He fled as the consortium of 17 banks that his grounded Kingfisher Airlines owes Rs 9,500 crore to approached the Supreme Court seeking his detention. He was declared a willful defaulter by State Bank of India, the leader of the consortium.
Mallya denies he has fled. "I am an international businessman. I travel to and from India frequently. I did not flee from India and neither am I an absconder. Rubbish," he tweeted.
This entire episode has reminded many of IPL czar Lalit Modi, who too had fled after coming under investigation. The investigating agencies have so far failed to get him extradited. The foreign governments look for a convincing case when it comes to extraditing offenders back to the home country.
Meanwhile, the Opposition has claimed Mallya, the flamboyant millionaire, was allowed to leave by the NDA government. There are claims that the CBI, which first issued a lookout circular against him in October 2015 asking that he be detained if he tries to leave the country, changed the circular's nature a month later and asked the Bureau of Immigration to just inform it about his movement and plans.
The CBI has now reportedly claimed that the first circular was issued by mistake.
A CBI official said the agency has interrogated Mallya thrice in the last five months. "He has been interrogated twice in Mumbai and once in Delhi," the CBI official said. Since he would make himself available and inform the CBI about his travel plans, the official added, they didn't feel the need to detain him. "There is no arrest warrant against him as of now."
Mallya is being probed by the CBI as well as the Enforcement Directorate. While the former has now issued Letters Rogatory against him, the ED has summoned him through email.

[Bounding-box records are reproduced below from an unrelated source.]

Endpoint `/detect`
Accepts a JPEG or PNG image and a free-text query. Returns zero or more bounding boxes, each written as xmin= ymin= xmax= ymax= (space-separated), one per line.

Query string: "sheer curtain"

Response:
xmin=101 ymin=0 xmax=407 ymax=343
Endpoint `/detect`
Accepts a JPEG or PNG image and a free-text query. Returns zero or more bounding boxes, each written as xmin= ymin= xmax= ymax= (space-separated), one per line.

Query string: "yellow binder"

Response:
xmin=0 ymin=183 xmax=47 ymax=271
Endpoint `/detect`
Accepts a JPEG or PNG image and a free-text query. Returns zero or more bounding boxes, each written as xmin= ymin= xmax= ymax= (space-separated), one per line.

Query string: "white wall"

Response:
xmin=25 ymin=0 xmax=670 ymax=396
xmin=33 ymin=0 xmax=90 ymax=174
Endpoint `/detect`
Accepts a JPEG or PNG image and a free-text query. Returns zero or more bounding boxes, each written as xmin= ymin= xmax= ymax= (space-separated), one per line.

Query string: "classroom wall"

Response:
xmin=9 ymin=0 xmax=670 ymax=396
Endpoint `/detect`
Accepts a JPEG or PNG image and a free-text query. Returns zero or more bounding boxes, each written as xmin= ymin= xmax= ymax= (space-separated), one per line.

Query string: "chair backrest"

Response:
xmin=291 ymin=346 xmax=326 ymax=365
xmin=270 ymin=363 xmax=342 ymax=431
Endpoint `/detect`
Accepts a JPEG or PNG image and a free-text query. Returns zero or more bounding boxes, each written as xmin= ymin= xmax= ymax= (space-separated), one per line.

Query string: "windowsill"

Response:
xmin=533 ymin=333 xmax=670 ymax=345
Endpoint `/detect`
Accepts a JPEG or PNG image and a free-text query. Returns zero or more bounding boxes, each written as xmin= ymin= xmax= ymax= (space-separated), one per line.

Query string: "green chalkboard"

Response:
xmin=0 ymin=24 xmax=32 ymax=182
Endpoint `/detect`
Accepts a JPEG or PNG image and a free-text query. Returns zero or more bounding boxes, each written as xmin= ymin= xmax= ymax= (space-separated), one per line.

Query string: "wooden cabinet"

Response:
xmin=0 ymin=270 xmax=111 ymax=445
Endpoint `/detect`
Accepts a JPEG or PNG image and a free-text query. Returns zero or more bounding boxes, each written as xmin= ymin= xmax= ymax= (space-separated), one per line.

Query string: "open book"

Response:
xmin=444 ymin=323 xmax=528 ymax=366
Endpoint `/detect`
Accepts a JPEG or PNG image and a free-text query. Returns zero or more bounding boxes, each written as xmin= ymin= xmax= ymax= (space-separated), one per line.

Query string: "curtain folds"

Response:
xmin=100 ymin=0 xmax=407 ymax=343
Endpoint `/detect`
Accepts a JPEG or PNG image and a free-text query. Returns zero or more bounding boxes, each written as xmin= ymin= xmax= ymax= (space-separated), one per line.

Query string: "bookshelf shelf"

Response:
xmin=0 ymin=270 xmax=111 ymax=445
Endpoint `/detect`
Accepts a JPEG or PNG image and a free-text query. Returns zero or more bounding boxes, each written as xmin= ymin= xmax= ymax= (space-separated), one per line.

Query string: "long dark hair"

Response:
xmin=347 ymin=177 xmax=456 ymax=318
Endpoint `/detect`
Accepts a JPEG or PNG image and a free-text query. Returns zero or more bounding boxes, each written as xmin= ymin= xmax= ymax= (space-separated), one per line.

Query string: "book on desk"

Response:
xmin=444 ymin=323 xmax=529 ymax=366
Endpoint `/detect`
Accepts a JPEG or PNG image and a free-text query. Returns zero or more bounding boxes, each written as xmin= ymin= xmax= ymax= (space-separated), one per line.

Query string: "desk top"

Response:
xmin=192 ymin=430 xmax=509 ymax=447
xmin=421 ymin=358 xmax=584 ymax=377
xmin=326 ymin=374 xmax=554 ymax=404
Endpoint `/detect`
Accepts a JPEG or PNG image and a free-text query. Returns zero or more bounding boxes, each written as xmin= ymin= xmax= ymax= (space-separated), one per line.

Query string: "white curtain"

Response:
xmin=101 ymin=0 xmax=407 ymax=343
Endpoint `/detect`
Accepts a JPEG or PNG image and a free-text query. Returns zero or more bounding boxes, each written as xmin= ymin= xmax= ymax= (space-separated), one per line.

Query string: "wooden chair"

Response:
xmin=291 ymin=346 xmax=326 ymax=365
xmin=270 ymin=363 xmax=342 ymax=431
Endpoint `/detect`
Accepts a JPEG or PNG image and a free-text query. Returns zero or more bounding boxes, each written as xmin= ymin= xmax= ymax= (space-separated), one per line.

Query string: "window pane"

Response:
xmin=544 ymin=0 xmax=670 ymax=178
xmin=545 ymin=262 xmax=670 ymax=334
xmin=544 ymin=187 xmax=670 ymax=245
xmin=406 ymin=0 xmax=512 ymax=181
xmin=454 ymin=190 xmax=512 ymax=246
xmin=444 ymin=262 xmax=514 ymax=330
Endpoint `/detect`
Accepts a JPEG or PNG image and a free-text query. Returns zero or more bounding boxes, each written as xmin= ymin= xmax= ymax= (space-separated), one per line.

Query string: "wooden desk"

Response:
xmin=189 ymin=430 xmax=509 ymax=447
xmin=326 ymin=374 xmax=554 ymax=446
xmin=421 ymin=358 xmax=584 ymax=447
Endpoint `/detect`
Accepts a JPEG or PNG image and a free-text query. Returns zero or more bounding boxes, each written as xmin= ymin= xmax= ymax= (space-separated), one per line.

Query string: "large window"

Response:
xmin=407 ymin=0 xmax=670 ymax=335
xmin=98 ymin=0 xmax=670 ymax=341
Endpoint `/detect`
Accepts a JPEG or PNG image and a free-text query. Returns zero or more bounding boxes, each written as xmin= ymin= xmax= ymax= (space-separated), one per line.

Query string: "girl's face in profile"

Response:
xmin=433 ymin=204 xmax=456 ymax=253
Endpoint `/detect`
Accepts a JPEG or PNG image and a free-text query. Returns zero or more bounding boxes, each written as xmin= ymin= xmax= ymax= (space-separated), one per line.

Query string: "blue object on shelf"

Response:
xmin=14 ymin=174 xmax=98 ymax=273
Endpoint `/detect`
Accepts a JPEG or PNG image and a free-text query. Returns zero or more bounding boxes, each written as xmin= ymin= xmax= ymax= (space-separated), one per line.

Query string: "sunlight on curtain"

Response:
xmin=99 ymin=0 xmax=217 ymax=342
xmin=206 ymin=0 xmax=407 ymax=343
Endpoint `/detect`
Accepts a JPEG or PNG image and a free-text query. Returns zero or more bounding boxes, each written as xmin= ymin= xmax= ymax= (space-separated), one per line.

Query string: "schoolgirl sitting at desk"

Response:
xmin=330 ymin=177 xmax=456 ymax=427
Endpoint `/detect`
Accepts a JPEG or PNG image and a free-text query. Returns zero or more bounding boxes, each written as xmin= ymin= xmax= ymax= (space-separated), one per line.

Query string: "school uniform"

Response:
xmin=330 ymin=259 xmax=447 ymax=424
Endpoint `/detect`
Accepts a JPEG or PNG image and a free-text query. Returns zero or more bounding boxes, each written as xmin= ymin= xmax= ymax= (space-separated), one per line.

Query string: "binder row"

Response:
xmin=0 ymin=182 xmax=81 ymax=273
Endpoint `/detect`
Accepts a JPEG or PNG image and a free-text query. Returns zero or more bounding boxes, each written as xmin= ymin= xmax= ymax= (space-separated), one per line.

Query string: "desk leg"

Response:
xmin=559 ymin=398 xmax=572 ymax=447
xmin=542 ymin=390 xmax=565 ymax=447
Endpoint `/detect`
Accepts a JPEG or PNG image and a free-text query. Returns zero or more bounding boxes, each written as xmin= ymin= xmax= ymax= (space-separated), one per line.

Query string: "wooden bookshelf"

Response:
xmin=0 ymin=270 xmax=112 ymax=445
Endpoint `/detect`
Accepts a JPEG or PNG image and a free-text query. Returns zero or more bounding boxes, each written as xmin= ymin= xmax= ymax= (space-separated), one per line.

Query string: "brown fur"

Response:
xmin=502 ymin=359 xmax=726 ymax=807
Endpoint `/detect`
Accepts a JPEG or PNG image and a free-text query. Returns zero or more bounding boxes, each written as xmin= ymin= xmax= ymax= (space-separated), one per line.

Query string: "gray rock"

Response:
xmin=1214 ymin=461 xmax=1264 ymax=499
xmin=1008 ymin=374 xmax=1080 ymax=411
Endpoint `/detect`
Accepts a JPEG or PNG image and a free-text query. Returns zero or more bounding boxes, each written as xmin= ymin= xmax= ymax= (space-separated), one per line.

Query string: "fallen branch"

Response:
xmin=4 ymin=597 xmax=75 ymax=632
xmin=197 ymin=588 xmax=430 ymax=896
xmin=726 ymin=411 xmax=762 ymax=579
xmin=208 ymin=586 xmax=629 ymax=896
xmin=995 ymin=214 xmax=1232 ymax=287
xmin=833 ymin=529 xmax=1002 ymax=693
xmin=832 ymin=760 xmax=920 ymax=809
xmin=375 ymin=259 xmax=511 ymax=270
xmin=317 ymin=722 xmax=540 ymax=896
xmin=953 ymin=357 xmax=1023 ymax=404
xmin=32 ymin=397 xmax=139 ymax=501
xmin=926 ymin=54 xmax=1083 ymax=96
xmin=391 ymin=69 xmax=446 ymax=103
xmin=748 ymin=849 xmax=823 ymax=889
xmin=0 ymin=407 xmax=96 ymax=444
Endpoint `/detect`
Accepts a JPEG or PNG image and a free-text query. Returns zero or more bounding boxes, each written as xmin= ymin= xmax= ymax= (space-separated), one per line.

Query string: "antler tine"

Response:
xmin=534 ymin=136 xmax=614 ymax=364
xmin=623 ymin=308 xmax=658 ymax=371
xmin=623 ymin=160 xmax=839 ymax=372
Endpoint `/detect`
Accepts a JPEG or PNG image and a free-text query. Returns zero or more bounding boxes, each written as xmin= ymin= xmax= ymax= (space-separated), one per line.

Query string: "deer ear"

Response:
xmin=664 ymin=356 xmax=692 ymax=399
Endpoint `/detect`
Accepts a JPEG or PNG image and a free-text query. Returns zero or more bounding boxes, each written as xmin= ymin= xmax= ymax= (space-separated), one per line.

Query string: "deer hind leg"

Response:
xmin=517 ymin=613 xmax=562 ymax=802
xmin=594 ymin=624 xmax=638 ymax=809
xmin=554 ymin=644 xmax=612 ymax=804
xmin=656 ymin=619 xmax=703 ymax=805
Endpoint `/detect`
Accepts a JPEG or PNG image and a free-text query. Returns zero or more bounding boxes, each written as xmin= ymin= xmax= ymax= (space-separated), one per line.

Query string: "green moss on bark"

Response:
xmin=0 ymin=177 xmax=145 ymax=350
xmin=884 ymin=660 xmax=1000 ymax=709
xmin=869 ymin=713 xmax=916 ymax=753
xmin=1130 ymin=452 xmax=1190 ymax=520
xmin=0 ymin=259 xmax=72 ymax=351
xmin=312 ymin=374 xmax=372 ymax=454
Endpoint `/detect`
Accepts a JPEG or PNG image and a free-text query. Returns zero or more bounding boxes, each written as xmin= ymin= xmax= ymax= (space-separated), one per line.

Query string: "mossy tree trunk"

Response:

The CBI has registered a case against Mallya, Kingfisher Airlines as well as executives of the IDBI bank, which had sanctioned a Rs 950 crore loan to the airline in 2015. The agency is probing whether the money was wrongly used and diverted abroad.
After the initial findings, it approached the ED which in turn filed a case under the Prevention of Money Laundering Act in Mumbai. Sources in the ED said they are interrogating a chartered accountant of Mallya's company and his former Chief Financial Officer.
Some top IDBI executives have also been asked to join the investigations. They include Yogesh Agarwal, the then chairman and managing director of the Bank, as well as BK Batra, OV Bundellu, R Bansal and SKV Srinivasan, all of whom were part of the credit committee which sanctioned the loans, reportedly despite Kingfisher Airlines' low credit ratings.